What Would Syria Look Like Without WFP?
For the last two years Jakob Kern has served as the World Food Programme’s (WFP) Country Director in Syria to feed millions of hungry people inside the war-torn country. As the conflict enters its eighth year—as hard as it is to imagine—the situation would likely have been much worse without WFP, he says.
“More people would have moved,” Kern says. “That is probably the biggest achievement of WFP—that we stopped migration to Jordan, to Lebanon, to Turkey and further on to Europe. Syrians move when they don’t feel safe or when they cannot provide food for their families. They take their fate into their own hands.”
WFP has been active in Syria for nearly 60 years. Since the start of the war in 2011, staff have worked diligently with partners to deliver lifesaving food and nutritional assistance to families and children trapped in besieged communities, including Eastern Ghouta. Last month, WFP reached more than 3 million people across Syria impacted by the conflict.
At a time of unprecedented looming famine in South Sudan, northeast Nigeria, Yemen, and Somalia, Kern says WFP’s assistance is a huge part of why Syria is not on that same list.

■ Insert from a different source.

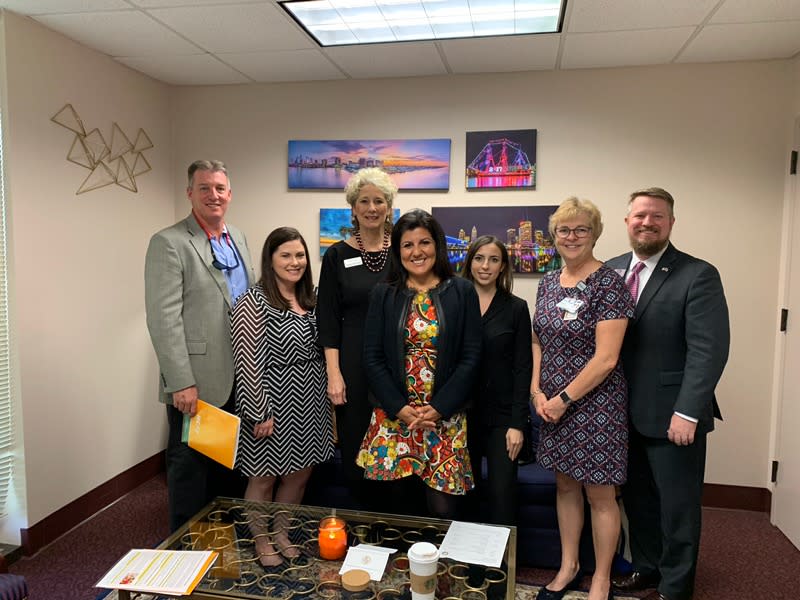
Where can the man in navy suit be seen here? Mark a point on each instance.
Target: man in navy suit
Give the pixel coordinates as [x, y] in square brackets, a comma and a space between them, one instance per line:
[674, 352]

Whether food was delivered by truck convoy or airdrop, lifesaving logistics have helped move humanitarian assistance from ships at port to emergency boxes of food rations for families in need.
“We averted a famine with our program because it was massive,” he says. “We have a huge operation going on outside hotspots like Eastern Ghouta. That’s the main work of our office: To keep that three million people operation going. Every truck that moves needs a facilitation letter that lets them leave the warehouse and travel through the country and deliver to our partners’ warehouses anywhere in Syria.”
In Deir Ezzor, a previously besieged community in northeastern Syria that was surrounded by ISIS for more than three years, more than 300 WFP high-altitude airdrops of food, including chickpeas, beans and rice, saved people from starvation.
“[WFP staff] were received like heroes,” recalls Kern when WFP re-entered the area for the first time last November after siege was over. “And whoever they spoke to said, ‘Listen, without WFP’s high-altitude airdrops, we would not have survived that siege.’ This was one of my highlights of my two years—to know that we actually saved 100,000 people from starvation through that operation that cost us a lot of sleepless nights.”
At the heart of that effort, Jakob says, is a WFP team in Syria that is made up of national and international staff working together for the welfare of the Syrian people. They have put themselves in harm’s way for a profound mission: To use food as a tool for peace in Syria after more than seven years of conflict.
“I had a great team, mostly national staff, 350 staff in Syria,” he says. “And the quality of the staff was amazing. They were working under very difficult conditions—a lot of our staff were displaced themselves. They had to move houses because they got bombed. This is the reality that they are facing.”